Read Signature info of UM Application from inside the driver in KM

I need to read an executable’s digital certificate (name of signer) from inside a filter driver (in kernel mode).
I am searching for help for this task and unable to find a way to how to achieve this using KMDF.
Is it even possible to to do this in kernel mode.

Please help.

Is it possible? Of course. You can find the path to the executable file, then open the file, read the PE headers and parse them, find the certificate chain, figure out which certificate in the chain is the one you want, decode the certificate, figure out which field means something to you, and read it.

Is it going to be easy? No. Is it foolproof? No. A nefarious actor could delete the executable file after loading, leaving no trace. Why do you want to do this?

Or something much simpler like modifying the code bytes in memory after they have been loaded - then when you verify that the signature of the file on disk is valid, and agree to trust this process based on a valid certificate, you now trust the newly modified code.

This class of question: ‘I need to do x in kernel mode’, where x is trivial to do in user mode but not really supported in kernel mode, needs to first explain why using a user mode service cooperating with the kernel mode driver is not an acceptable solution.

While that it certainly true, in this case the validity of X is also a question. Wherever it may be verified from, a disk image may be perfectly ‘valid’. While the executing can be arbitrarily different. Normally, these differences are the result of the various loader fixups - dramatically reduced by the x64 instruction encoding and RVA but still required in some cases. Which means that you can’t check the cryptographic signature against the loaded memory image. And that means that so called security checks of this kind are at best useless

Is it even possible to to do this in kernel mode.
Yes, it’s possible but requires a huge amount of work and thorough testing.
All basic information is described in the following documents:

“Microsoft Portable Executable and Common Object File Format Specification”
RFC 2315 - “PKCS #7: Cryptographic Message Syntax Version 1.5”
RFC 5280 - “Internet X.509 Public Key Infrastructure Certificate and Certificate Revocation List (CRL) Profile”
RFC 5652 - “Cryptographic Message Syntax (CMS)”

It’s quite real to find WIN_CERTIFICATE array and then parse ASN.1 structures, but many things must be taken into account:
old WIN_CERTIFICATE revisions, invalid block length, T61String and other strings decoding, RFC822name, BER indefinite-length
encoding, double/triple signatures, etc. Also be ready to write many tricky test programs and use it with 100500 executable
files collected from different PC - this is the only way to ensure that your parsers work well.

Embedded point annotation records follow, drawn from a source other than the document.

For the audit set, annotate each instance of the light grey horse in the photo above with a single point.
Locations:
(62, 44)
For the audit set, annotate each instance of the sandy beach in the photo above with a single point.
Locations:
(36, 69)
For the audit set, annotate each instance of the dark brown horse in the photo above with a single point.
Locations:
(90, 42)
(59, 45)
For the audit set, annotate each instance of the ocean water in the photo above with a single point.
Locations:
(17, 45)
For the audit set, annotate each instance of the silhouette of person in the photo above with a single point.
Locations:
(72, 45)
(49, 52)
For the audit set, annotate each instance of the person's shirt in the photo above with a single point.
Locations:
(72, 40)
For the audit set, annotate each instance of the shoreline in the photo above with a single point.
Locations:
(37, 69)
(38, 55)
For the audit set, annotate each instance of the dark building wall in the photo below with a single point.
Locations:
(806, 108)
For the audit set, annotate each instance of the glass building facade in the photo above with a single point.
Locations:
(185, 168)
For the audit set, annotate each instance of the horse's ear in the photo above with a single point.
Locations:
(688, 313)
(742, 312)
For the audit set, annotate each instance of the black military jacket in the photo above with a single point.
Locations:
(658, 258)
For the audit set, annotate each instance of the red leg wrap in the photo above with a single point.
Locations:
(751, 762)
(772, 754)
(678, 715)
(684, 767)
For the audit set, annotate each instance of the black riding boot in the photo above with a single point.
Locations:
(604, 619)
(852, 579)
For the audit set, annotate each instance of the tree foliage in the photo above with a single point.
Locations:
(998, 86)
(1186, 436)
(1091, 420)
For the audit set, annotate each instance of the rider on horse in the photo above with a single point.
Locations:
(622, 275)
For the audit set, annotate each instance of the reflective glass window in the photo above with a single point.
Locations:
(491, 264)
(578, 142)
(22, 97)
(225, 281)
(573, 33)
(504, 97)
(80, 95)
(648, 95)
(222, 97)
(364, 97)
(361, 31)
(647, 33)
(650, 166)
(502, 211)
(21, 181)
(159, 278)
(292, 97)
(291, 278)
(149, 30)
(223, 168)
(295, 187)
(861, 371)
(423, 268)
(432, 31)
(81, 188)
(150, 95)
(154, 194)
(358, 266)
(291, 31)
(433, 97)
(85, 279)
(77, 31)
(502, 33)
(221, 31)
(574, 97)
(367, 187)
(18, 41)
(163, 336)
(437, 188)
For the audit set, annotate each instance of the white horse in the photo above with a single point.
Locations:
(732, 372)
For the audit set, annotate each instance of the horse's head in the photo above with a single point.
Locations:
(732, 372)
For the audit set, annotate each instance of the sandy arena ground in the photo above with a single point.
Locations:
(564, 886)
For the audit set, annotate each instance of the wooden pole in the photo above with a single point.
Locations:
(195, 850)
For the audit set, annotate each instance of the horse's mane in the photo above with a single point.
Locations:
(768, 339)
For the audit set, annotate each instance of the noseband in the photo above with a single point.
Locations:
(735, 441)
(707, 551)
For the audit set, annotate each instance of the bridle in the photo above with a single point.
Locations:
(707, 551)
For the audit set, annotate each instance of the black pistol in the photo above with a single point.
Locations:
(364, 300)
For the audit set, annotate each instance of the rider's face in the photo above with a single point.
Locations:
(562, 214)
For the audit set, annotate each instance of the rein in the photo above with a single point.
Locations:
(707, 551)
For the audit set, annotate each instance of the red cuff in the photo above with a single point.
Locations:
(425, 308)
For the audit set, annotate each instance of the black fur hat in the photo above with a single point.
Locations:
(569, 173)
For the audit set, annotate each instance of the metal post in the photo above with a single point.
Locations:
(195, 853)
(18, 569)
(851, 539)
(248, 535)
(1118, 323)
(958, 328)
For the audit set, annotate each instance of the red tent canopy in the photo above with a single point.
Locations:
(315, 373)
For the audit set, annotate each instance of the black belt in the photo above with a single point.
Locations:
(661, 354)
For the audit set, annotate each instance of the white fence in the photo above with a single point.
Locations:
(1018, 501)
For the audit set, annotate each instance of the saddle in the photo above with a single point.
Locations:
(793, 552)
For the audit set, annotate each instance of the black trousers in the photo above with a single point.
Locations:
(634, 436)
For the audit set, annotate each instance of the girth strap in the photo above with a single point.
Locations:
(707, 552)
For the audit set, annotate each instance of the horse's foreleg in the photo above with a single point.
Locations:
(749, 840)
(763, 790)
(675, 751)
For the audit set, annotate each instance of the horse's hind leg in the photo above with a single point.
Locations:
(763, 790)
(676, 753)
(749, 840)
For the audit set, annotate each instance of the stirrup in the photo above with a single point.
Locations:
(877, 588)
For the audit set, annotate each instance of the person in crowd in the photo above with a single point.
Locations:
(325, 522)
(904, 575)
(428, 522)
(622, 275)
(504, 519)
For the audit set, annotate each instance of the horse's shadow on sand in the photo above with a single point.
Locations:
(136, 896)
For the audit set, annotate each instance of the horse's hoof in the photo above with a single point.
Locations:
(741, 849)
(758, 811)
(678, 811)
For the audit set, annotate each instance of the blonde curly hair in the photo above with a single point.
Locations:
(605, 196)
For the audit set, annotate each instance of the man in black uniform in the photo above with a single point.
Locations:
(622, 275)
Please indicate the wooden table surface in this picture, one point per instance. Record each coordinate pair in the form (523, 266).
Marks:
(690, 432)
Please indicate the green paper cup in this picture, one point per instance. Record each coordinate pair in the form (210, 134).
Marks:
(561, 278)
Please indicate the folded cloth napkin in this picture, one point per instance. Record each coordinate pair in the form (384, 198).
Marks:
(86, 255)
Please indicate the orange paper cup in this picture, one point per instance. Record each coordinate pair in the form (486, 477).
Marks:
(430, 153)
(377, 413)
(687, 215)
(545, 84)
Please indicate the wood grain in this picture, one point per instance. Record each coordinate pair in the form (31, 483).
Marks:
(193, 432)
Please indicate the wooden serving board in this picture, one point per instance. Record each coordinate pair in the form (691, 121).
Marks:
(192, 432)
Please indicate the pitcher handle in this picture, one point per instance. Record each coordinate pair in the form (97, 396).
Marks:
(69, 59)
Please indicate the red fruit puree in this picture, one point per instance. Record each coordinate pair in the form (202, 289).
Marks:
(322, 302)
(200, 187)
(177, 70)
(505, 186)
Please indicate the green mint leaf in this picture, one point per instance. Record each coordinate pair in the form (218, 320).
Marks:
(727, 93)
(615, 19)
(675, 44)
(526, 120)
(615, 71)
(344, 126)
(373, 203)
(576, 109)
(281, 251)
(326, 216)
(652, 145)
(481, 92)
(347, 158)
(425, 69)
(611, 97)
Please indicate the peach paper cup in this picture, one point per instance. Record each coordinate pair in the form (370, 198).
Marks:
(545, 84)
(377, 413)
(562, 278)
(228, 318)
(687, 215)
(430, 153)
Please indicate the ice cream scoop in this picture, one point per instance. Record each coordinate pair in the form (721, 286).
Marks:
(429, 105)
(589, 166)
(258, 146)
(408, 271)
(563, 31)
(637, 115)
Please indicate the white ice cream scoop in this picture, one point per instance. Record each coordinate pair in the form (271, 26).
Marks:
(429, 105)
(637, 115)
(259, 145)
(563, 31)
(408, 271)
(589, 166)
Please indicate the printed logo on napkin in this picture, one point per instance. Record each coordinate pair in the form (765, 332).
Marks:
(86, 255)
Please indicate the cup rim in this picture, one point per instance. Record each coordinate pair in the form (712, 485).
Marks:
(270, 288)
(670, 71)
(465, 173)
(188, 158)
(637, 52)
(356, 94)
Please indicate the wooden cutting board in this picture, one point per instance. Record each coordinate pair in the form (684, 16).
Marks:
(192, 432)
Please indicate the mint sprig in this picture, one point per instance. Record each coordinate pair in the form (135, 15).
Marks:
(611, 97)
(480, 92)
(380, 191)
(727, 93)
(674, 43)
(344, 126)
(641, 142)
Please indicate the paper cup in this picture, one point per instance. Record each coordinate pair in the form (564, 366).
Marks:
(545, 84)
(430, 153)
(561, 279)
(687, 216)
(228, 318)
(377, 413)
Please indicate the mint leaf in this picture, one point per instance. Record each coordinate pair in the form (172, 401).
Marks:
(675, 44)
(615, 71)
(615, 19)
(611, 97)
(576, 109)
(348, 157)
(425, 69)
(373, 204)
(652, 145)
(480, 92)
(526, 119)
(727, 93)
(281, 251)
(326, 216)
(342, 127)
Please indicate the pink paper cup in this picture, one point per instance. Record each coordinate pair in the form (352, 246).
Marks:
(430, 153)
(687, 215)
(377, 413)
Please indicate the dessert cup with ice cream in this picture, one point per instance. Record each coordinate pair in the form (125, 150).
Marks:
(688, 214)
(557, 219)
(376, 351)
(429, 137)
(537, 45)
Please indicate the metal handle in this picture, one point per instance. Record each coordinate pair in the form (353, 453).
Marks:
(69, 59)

Yes, but… The original poster hasn’t told us so, but I don’t think they want to be able to read EVERY file ever signed. They want to verify that the calling process is THEIR process. If they get something unexpected, they can just reject it.

1 Like

Still a useless check. Whatever magic combination of bytes get checked to determine that the caller is THEIR special process can be spoofed by any sufficiently privileged attacker - and if they are not privileged, then the usual ACL security will be just fine

Well, if attacker can run some spooky code that is not file-based (at least lives outside of the main executable file) then verifying the executable file is useless.
For example, a legitimate signed exe can load a hostile DLL or execute script from non-executable file.